The first volume of Atlanta Art Now, Noplaceness: Art in a Post-Urban Landscape, is a satisfying attempt to find some continuity in the diverse and divergent practices and approaches of Atlanta’s, at times, seemingly inchoate artistic community. The brainchild of local arts patron Louis Corrigan and his Possible Futures foundation, Noplaceness, is a seriously academic book of essays crafted by three noted Atlanta-based art critics—Cinque Hicks of Creative Loafing and Creative Director of Atlanta Art Now, Jerry Cullum the Atlanta correspondent for Art News and long-time contributor to Art Papers, and co-founder of ArtsCriticATL.com and past art and architecture critic at The AJC Catherine Fox. Likewise, the book surveys three dozen of Atlanta’s most intriguing artists addressing variations of the noplaceness theme: Sarah Emerson, Jody Fausett, Sarah Hobbs, Gyun Hur, Marcus Kenney, Arturo Lindsay, Paper Twins, Fahamu Pecou, Sheila Pree Bright, Shana Robbins, Rocio Rodriguez, Danilele Roney, Micah and Whitney Stansell and Angela West, to name a few.
So ambitious is the book that each of the five chapters is also translated into Portuguese and Chinese–both as a nod to two of the mega-cities (Sao Paul and Shanghai) most “pivotal in any discussion of the changing nature of space in a global paradigm,” with their mass populations and economies and themes of physical and cultural displacement—and in honor of art dialogues that the book’s creators have already forged with critics in these countries. But perhaps it is Dutch architect and theorist Rem Koolhaas who best articulated the sense of dislocation that the city of Atlanta has specifically engendered in recent history due to urban sprawl, the influx of new immigrants, lack of a city center, etc. Koolhaas famously declared that Atlanta is “a centerless city” and “posturban.”

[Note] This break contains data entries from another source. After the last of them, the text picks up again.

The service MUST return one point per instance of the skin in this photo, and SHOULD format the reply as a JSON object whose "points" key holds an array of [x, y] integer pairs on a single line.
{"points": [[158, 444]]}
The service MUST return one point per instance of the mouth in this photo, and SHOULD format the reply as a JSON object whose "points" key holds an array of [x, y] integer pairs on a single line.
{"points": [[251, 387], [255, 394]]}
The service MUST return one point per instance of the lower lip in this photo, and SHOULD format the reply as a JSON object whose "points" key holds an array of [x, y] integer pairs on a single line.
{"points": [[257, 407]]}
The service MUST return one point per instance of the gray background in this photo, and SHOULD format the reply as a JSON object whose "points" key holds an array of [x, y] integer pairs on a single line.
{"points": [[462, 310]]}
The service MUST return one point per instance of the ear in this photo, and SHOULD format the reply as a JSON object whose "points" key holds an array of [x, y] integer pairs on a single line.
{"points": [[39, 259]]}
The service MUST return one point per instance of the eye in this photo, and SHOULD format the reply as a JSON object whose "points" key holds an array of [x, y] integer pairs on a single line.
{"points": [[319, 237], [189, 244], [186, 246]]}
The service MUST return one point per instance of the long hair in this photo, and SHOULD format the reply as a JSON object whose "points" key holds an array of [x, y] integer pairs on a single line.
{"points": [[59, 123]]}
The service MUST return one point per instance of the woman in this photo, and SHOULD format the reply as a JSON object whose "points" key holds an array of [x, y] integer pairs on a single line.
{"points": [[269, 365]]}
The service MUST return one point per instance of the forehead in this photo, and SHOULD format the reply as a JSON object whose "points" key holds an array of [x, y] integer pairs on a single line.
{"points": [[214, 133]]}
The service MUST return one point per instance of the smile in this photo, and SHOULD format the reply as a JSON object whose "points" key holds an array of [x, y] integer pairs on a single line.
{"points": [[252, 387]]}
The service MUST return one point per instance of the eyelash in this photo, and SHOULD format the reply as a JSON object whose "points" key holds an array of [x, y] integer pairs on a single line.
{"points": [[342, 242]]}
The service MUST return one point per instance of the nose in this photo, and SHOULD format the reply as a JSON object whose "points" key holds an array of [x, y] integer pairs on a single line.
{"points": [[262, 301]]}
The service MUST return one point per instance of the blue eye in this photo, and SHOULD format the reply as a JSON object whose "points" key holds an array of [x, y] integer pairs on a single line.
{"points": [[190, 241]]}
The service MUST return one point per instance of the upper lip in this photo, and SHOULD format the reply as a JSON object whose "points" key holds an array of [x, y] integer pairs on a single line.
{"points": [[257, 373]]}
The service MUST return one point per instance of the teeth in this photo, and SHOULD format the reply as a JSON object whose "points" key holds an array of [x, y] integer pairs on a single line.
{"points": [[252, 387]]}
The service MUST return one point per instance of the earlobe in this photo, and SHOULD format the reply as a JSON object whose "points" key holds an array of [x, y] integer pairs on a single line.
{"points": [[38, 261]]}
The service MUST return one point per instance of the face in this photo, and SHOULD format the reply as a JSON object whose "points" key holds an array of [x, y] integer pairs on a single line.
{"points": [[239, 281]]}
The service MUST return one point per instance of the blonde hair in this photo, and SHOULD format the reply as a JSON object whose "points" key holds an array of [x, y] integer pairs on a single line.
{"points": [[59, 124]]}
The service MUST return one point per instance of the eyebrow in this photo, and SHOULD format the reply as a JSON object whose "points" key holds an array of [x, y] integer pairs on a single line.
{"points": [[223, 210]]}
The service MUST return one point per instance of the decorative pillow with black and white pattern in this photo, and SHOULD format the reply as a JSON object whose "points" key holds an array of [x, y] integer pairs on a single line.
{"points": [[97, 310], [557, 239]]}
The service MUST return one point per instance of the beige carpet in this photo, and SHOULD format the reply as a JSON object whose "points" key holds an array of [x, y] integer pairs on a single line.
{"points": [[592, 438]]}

In honor of this major critical assessment of Atlanta artists, and what is hoped to be biennial publications by Atlanta Art Now, LuxeCrush gathered five of the practicing artists discussed in volume one on Noplaceness (photographer Jody Fausett, installation artist Arturo Lindsay, painter and performance artist Fahamu Pecou, abstract painter Rocio Rodriguez and digital media artist Danielle Roney) for a symbolic photo shoot at Midtown modern design emporium, Simcolifestyle, to celebrate the project and the way in which the book helps place Atlanta artists on the international map. Granted, these accomplished artists are already working at a global level to some degree. For example, Roney is just back from art exhibitions in Croatia and Istanbul; Pecou recently showed in Paris; and Lindsay was one of 15 national artists just selected as an ambassador for smARTpower (a collaboration between the State Department and Bronx Museum of Art) which will pursue global outreach through art–first stop for Lindsay: Cairo.